# How do i use Aza-Max? Mix with nutes? Mix with just water? Treat as feeding?



## WeSmkDro (May 5, 2010)

Hey rollitup

I just got some aza max and cant figure out whether im supposed to mix it in with nutrients and deliver it like a feeding to the plants, or mix it with just water and feed alone without nutes. I know how much i need to mix per gallon , ive read the instructions. It just doesnt say whether you can mix with nutes or not. Thanks for your help : ) 


Wesmkdro


----------



## WeSmkDro (May 5, 2010)

bump bump bump


----------



## i81two (May 6, 2010)

Soil or hydro ?


----------



## i81two (May 6, 2010)

Im in hydro and i use it as a drench. Shit works great.


----------



## MEANGREEN69 (May 6, 2010)

my buddy used it as a dreanch aswell. hes in coco...and it does work well..


----------



## Truth B Known (Feb 1, 2011)

what up.
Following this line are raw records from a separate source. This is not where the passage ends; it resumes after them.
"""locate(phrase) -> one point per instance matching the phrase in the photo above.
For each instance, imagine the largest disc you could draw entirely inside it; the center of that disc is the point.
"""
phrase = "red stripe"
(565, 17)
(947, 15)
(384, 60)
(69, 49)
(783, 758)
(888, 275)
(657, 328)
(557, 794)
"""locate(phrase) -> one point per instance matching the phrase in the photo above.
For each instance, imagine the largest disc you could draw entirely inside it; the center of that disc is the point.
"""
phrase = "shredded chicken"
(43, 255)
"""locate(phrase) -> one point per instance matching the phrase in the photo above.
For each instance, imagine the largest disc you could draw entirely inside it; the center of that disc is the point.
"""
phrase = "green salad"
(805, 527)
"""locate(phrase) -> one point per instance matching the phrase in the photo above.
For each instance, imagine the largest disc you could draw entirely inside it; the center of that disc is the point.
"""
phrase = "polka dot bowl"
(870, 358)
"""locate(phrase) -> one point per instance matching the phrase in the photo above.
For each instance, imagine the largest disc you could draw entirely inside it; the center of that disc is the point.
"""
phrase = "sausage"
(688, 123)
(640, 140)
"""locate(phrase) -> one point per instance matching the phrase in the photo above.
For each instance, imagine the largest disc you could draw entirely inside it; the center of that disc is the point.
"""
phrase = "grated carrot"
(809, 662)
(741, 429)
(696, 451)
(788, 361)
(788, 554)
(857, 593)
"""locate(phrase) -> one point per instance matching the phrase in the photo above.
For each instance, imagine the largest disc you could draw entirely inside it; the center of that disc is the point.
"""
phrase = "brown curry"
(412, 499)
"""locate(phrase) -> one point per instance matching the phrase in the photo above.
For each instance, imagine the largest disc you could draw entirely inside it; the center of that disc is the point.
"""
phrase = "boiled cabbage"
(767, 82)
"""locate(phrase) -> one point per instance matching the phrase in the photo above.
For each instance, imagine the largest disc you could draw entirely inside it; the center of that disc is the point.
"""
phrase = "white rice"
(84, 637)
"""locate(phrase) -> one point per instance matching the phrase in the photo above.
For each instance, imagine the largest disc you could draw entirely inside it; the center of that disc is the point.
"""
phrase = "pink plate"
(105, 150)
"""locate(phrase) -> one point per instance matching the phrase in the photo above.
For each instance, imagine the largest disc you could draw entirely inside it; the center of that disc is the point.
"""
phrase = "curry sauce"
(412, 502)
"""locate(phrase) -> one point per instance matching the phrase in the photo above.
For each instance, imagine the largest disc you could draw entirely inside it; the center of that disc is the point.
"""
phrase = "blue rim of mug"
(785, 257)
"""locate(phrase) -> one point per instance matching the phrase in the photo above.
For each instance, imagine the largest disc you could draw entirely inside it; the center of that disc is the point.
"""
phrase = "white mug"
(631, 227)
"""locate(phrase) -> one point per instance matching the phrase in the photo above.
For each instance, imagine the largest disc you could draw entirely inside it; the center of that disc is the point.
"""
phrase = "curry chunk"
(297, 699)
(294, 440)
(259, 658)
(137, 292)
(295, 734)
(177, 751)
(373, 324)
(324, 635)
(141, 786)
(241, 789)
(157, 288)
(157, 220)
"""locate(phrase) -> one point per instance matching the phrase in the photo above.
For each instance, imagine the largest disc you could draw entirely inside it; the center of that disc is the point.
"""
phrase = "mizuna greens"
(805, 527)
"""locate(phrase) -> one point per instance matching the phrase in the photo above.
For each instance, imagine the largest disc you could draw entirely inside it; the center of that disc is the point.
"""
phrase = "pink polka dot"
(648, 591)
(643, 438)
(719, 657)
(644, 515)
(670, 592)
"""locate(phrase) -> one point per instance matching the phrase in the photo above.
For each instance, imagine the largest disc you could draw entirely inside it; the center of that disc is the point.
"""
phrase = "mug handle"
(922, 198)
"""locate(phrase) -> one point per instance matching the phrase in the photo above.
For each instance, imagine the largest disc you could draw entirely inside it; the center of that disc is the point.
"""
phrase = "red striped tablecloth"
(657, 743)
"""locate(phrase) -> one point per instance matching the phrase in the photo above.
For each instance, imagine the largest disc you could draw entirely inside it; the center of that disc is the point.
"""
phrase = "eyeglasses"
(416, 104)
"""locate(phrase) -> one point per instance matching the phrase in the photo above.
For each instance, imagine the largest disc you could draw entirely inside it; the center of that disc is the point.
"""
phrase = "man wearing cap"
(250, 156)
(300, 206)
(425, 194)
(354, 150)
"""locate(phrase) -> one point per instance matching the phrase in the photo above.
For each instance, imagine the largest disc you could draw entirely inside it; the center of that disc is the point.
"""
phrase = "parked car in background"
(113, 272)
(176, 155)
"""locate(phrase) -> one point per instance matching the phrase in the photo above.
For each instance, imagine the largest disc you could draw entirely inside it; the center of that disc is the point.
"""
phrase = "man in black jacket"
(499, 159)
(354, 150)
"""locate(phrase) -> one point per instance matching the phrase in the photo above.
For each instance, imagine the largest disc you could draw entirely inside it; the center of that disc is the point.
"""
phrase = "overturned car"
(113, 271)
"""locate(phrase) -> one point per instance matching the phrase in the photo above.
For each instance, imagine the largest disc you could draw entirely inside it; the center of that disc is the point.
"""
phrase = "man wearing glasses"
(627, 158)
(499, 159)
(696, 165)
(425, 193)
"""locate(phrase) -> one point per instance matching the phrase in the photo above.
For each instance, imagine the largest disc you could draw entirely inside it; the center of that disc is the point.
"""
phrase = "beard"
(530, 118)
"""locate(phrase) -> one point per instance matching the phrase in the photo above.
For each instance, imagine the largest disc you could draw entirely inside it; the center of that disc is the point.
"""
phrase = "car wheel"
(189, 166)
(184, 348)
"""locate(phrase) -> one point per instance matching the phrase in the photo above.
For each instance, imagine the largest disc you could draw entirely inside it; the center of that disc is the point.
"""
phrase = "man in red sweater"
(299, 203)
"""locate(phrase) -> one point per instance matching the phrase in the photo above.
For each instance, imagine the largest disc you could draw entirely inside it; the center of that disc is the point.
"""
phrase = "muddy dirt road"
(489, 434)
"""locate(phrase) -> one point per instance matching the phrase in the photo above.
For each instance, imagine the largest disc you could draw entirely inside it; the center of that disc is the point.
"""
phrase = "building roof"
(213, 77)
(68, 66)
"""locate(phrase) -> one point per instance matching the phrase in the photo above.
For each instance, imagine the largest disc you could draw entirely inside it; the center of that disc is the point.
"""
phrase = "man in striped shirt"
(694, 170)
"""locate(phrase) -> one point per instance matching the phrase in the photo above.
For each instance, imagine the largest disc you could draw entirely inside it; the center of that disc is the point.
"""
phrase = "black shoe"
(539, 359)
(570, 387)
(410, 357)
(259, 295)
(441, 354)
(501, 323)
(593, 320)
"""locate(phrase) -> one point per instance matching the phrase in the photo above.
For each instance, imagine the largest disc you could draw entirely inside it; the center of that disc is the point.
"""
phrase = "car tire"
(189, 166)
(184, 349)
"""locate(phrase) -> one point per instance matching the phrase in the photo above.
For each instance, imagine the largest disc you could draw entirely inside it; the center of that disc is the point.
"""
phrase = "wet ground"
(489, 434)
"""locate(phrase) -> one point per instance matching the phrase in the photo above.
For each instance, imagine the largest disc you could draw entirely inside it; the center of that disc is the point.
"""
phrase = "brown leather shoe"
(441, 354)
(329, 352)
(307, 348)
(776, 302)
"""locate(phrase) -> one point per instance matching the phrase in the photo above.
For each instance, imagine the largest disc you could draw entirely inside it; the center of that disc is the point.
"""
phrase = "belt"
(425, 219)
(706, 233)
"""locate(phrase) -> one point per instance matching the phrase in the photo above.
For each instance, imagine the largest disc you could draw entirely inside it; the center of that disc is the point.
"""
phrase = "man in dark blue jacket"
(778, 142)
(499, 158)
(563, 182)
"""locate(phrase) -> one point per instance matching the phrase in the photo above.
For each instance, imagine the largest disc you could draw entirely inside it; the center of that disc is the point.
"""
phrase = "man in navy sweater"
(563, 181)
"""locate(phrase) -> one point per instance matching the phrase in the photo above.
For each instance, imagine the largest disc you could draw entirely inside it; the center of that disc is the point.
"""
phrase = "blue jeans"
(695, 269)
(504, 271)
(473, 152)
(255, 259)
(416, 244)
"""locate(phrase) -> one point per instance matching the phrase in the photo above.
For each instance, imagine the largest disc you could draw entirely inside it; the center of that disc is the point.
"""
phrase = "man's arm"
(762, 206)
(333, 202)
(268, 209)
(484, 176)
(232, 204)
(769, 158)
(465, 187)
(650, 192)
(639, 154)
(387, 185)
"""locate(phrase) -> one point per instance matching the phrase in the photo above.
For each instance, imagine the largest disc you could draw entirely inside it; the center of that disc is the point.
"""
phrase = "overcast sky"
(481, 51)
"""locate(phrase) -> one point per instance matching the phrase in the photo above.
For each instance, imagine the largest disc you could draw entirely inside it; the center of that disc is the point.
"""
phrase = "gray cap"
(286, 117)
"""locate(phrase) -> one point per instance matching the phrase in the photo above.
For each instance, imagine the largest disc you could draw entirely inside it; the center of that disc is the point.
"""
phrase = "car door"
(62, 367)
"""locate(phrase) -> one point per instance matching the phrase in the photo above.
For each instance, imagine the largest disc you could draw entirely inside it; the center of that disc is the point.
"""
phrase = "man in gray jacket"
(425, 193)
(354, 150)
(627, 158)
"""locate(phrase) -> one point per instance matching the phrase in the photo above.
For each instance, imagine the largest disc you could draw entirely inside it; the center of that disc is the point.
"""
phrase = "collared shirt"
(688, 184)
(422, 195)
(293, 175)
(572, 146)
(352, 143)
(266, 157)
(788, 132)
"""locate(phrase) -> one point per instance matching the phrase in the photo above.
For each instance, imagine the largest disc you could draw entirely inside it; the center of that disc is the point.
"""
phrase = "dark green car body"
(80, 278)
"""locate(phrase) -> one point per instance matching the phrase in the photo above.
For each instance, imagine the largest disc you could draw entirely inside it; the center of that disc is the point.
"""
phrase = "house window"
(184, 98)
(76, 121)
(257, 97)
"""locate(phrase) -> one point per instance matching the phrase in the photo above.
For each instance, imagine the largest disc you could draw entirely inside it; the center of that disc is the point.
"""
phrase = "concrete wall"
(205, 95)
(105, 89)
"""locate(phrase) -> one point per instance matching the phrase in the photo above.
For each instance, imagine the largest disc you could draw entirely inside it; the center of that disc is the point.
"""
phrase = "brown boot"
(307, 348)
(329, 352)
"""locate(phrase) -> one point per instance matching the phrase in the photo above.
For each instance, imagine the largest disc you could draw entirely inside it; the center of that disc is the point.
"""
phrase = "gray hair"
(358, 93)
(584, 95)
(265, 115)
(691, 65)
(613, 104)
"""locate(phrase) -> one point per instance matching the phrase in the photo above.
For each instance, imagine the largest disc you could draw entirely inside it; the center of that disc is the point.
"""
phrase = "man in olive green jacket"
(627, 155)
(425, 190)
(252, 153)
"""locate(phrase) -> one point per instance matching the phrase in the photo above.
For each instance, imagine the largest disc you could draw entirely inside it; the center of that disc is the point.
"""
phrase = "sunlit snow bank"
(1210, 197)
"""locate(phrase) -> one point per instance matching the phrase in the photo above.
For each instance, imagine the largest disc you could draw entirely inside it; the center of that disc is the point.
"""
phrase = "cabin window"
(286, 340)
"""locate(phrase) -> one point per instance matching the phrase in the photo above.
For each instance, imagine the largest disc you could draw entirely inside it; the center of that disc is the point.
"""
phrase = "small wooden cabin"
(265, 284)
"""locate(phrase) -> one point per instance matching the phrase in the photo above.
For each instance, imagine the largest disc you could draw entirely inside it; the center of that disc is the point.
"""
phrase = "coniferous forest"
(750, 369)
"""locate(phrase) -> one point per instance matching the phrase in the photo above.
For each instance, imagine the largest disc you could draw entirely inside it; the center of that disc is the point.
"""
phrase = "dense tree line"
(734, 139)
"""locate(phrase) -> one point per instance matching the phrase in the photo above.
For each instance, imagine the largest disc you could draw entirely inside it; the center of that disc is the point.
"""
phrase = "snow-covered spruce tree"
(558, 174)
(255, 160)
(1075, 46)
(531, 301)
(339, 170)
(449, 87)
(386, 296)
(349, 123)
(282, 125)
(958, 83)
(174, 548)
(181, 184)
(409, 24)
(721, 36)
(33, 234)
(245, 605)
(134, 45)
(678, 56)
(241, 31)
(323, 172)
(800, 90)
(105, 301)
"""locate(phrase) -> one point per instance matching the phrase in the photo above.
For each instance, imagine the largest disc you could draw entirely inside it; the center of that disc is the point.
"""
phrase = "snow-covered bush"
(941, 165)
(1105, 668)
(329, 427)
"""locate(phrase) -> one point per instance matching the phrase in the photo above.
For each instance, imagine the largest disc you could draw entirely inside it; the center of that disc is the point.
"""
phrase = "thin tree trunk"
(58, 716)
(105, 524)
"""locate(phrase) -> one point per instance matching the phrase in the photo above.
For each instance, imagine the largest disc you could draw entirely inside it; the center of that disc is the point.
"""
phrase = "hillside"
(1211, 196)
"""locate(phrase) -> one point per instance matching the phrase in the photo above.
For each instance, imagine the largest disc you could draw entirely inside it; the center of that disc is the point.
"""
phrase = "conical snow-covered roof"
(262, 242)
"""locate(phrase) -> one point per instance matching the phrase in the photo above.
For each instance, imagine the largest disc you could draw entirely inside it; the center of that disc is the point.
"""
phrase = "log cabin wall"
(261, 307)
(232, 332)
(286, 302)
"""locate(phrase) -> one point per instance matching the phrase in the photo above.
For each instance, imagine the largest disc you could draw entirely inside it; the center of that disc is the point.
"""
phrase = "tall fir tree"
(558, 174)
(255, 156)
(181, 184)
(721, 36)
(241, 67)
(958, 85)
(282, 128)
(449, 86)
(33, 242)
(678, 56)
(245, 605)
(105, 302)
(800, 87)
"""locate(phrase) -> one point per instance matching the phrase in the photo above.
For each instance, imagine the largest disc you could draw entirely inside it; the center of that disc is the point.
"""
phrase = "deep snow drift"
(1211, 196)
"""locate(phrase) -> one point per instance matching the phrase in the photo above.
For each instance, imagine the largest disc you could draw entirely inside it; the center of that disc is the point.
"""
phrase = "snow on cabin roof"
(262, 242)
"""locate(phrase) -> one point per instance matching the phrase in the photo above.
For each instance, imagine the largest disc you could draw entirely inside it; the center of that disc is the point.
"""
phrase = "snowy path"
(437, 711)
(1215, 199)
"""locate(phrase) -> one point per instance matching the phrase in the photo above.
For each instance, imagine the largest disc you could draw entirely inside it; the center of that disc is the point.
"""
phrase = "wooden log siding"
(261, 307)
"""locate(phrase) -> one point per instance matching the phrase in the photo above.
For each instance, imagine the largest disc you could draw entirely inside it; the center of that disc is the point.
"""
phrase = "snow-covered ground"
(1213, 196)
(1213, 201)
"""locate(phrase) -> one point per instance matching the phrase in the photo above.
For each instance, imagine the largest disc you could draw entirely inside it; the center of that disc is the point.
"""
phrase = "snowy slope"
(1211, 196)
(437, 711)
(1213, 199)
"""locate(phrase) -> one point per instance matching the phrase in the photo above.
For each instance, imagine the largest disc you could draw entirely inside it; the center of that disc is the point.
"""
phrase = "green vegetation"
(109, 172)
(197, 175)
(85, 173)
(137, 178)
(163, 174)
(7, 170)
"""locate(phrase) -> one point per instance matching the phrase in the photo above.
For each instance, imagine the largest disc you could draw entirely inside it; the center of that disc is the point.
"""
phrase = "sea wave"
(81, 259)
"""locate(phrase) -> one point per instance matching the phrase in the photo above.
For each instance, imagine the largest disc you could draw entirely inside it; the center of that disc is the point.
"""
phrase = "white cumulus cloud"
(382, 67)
I used azamax on my outdoors, worked great. mixed with nutes.. I used maxsea and organic gem. ...but, i just started some blue dream babies, indo, bout to feed them a mix of azamax, organic gem, and oregonism.. let you know after i see whats up..


----------



## hellraizer30 (Feb 1, 2011)

just mix it in your water with nutes


----------